History
- Name: Empire Clansman (1942–48); Sheaf Field (1948–52); Corfield (1952–64); Spyros Amrenakis (1964–65);
- Owner: Ministry of War Transport (1942–49); Sheaf Steamship Company, Newcastle (1949–52); William Cory & Son Ltd, London (1952–64); M. Scufalos, Greece (1964–65);
- Operator: Stephenson Clarke & Associated Companies Ltd (1942–49); Sheaf Steamship Company, Newcastle (1949–52); William Cory & Son Ltd, London (1952–64); M. Scufalos, Greece (1964–65);
- Port of registry: Grangemouth (1942-49); Newcastle upon Tyne (1949-64); Greece (1964-65);
- Builder: Grangemouth Dockyard Company
- Yard number: 444
- Launched: 10 October 1942
- Completed: December 1942
- Identification: Code Letters BFGJ (1942–64); ; United Kingdom Official Number 169097 (1942–64);
- Fate: Wrecked on 13 February 1965

General characteristics
- Class & type: Collier
- Tonnage: 2,065 GRT
- Length: 272 ft 0 in (82.91 m)
- Beam: 40 ft 0 in (12.19 m)
- Depth: 17 ft 2 in (5.23 m)
- Propulsion: 1 × triple expansion steam engine (North Eastern Marine); 204 hp (750 ihp);
- Speed: 9.5 knots (17.6 km/h)

= SS Empire Clansman =

Collier built in 1942 for the Ministry of War Transport

SS Empire Clansman was a 2,065 ton collier which was built in 1942 for the Ministry of War Transport (MoWT). She saw service mainly in British coastal waters during the Second World War, before running aground and being badly damaged in 1945. She was subsequently salvaged and returned to service for several companies after the war, under the names Sheaf Field, Corfield and then Spyros Amrenakis, before being wrecked for a second and final time in 1965.

==Description==
The ship was built by Grangemouth Dockyard Co, Grangemouth. She was launched on 10 October 1942 and completed in December that year.

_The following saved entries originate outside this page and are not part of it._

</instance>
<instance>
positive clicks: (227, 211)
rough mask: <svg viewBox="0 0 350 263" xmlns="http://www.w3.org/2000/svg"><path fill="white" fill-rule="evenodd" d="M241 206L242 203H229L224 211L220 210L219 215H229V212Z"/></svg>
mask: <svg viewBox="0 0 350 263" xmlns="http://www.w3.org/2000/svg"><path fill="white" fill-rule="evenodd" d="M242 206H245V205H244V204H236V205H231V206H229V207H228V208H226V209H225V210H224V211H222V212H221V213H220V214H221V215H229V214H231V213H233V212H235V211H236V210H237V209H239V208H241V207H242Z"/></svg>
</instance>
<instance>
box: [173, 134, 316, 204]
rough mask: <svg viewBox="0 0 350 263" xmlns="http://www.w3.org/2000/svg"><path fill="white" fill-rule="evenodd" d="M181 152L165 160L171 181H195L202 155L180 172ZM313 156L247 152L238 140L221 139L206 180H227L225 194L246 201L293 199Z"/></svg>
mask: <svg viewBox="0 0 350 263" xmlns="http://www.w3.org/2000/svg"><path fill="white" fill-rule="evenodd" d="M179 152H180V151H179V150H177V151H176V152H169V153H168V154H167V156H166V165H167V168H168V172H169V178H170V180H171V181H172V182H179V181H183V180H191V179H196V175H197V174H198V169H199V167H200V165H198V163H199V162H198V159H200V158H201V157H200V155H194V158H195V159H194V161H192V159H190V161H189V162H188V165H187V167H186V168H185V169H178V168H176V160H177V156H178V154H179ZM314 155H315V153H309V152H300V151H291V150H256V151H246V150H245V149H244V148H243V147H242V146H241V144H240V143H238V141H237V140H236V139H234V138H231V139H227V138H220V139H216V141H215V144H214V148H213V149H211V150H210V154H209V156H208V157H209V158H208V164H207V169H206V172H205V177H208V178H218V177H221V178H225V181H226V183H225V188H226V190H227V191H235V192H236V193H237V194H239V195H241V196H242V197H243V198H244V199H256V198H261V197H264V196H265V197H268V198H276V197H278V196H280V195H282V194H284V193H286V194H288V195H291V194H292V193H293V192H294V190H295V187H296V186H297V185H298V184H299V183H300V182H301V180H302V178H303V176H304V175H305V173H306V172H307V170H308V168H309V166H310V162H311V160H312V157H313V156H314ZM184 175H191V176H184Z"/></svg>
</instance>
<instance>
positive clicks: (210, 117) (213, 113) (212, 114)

The ship was 272 ft 0 in long, with a beam of 40 ft 0 in and a depth of 17 ft 2 in. She had a GRT of 2,065 and a NRT of 1,75.

The ship was propelled by a triple expansion steam engine, which had cylinders of 17 in, 27 in and 48 in diameter by 36 in stroke. The engine was built by the North East Marine Engine Co Ltd, Newcastle upon Tyne.

==History==
Empire Clansman was built by Grangemouth Dockyard Company, Grangemouth as yard number 444. She was launched on 10 October 1942 and completed in December 1942. Empire Clansman was built for the Ministry of War Transport and managed by Stephenson Clarke & Associated Companies Ltd. Her port of registry was Grangemouth. The United Kingdom Official Number 169097 and Code Letters BFGJ were allocated.

===Wartime career===

Empire Clansman served in a number of convoys during the war, spent mostly sailing between British ports, particularly Methil and Southend, but also on occasion visiting the ports of Milford Haven and Portsmouth. She was also at Loch Ewe in December 1943, an assembly point for merchants and naval escorts assigned to the Arctic convoys. She was to sail with her final convoy from Methil on 18 January 1945 as part of convoy EN 470, bound for Belfast with a cargo of coal. She was initially detained at Methil, and so missed the sailing of the convoy, but it was decided that she should sail anyway and attempt to overtake it. She duly sailed at 4 p.m, but by 9.30 p.m. that evening and with the weather worsening, the master of the Empire Clansman, Philip Smith Williams, made the decision to turn his ship around and seek shelter. As he did so, he ran his ship onto Bass Rock. One of the sailors aboard the Empire Clansman, Able Seaman F. Southern, was subsequently drowned. A report carried out by the Board of Trade in 1947 declared that 'The stranding was caused by an error of judgement on the part of the master' and criticised his decision to 'return to shelter from a position in the open sea involving running towards a lee shore in the existing weather conditions.' The Empire Clansman had been badly damaged, but was salvaged and rebuilt.

===Postwar===
Empire Clansman returned to service in 1948, sailing for the Sheaf Steamship Company, Newcastle-upon-Tyne as the Sheaf Field. She was sold to William Cory & Son, of London in 1952 and renamed the Corfield. She was sold for the final time in 1964 to M. Scufalos, Greece and entered service with them under the name Spyros Armenakis. She served for less than a year, before being wrecked on the Nolleplaat sandbank, off Vlissingen, Netherlands on 13 February 1965. All 21 crew were rescued by lifeboat. Spyros Armenakis was carrying a cargo of coal from the United Kingdom destined for Terneuzen, Netherlands.